Abstract: We at LinkedIn leverage Jupyter notebooks extensively to do ad-hoc data analysis and our data scientists, engineers and developers spend a lot of time iterating over the query development lifecycle. We have created a hosted notebook platform at LinkedIn for our internal users) called Darwin (Data Analytics & Relevance Workbench at LinkedIn) - a one-stop solution for a complete Jupyter notebook/query life cycle (query development, query testing and query productionizing). Requirements for query development include connecting to various data sources like HDFS, MySQL, Kafka, etc., utilizing data engines like Apache Hadoop, Apache Spark & Trino and using libraries like TensorFlow to build state of the art machine learning models.
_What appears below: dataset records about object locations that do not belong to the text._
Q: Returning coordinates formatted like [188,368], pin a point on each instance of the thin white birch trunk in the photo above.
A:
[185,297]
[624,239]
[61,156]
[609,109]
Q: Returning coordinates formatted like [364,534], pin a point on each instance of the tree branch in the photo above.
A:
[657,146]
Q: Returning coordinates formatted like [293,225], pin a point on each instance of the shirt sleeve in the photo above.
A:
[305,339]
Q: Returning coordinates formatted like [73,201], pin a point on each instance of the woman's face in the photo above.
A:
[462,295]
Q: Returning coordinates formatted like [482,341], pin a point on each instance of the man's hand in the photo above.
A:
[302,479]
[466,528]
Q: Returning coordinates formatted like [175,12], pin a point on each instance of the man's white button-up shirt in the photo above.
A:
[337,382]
Requirements for query testing include viewing the result in tabular format, pivot over the same and analyze with the help of visualization tools and collaborating with peers using Git and RB. Requirements for query productionizing include creating a shareable report link of the executions, scheduling the query at a set frequency & publishing the query to another internal app. We will also present the capabilities that we have added in our hosted notebook platform to iterate/pivot/visualize using a customized extension developed called a workbook along with features for productionizing them with creating custom schedules, creating customized dashboards & sharing seamlessly with other users.
We will share the advancements done in this field of Jupyter notebooks over the past few years which enables any user to be more productive with ad-hoc analysis using Jupyter notebooks. These learnings will enable data scientists/ machine learners to easily iterate and share their findings with the broader community.
LinkedIn is a data-driven company. Every team consumes and produces data that improves user experience on LinkedIn. Join Swasti Kakker and Manu Ram Pandit to explore the scalable, extensible unified platform LinkedIn is building leveraging Jupyter Hub, Jupyter Notebook, Docker and Kubernetes, MySQL, Git, and Restli that enforces productive data science and improves development experience.
Bio: Balamurugan Gangadharan is Senior Staff Software Engineer on the Data and Artificial Intelligence Platform group at LinkedIn, playing the role of Tech Lead for DARWIN, a Data Science and Artificial Intelligence platform. He has been playing a key role in shaping the roadmap of the product by working with various stakeholders of the product as well as in designing and implementing multiple features in DARWIN. He has extensive experience building highly scalable and complex distributed systems. Previously, he has served senior roles at companies like Qubole, Nutanix, Dell etc where he has built enterprise and cloud native solutions for complex problems.